Array alignment with OpenMP private arrays

Bendi1 · ‎11-07-2025

I can write serial code that ifort/ifx can vectorise. However, as soon as I put an array into an OMP private clause the compiler no longer recognises the arrays as suitable for aligned access. This makes sense since each per thread array, beyond the first, is allocated at runtime. However, it seems to me that there must be a solution to this out there. I have spent a lot of time looking for one with no joy.

Here is my minimum working example, filename align.f90,

program openmp_align_test
  use omp_lib
  implicit none
  integer, parameter :: dp = kind(1.0d0)
  integer, parameter :: n = 128
  integer :: i
  real(dp), dimension(n) :: array1, array2

  !$OMP PARALLEL DEFAULT(NONE) PRIVATE(array1, array2, i)
  ! Initialize arrays
  array1 = 1.0_dp
  array2 = 2.0_dp

  ! Simple vectorizable loop
  !$OMP DO
  do i = 1, n
     array1(i) = array1(i) + array2(i)
  end do
  !$OMP END DO
  !$OMP END PARALLEL
end program openmp_align_test

First I compiled with,

ifort -O3 -xCORE-AVX512 -align array64byte -qopt-zmm-usage=high -qopt-report=5 align.f90

note: this is without -qopenmp. In this case the three loops are fused and fully vectorised with aligned access. The optimisation report (align.optrpt) states : "estimated potential speedup: 9.450".

Then I compiled with '-qopenmp' and '-vec-threshold0',

ifort -O3 -xCORE-AVX512 -qopenmp -vec-threshold0 -align array64byte -qopt-zmm-usage=high -qopt-report=5 align.f90

Now the two initialisation loops are fused with aligned access but the addition loop is vectorised with unaligned access (without the threshold flag the compiler chose not to vectorise it). This time the report states: "estimated potential speedup: 1.920".

I have been using ifort 2021.2.0 but would be very happy with ifx only solutions.

Finally, here are some more details on what I am trying to achieve beyond the minimum example above.

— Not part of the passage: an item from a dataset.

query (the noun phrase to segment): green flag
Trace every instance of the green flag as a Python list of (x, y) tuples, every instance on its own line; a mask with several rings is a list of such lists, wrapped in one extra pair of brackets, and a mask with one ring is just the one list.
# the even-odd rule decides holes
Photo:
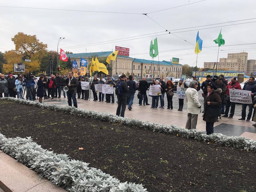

Making array1 and array2 allocatable or on the heap in any way is desirable. Using iso_c_binding to achieve this is less desirable.
I would prefer solutions that do not use intel specific directives. I am happy with OpenMP solutions to get the alignment right. However, it seems the OpenMP standard is ahead of most compilers when it comes to alignment.
I have tried making array1 and array2 persistent threadprivate arrays but I get worse results than declaring them in OMP private clause as above.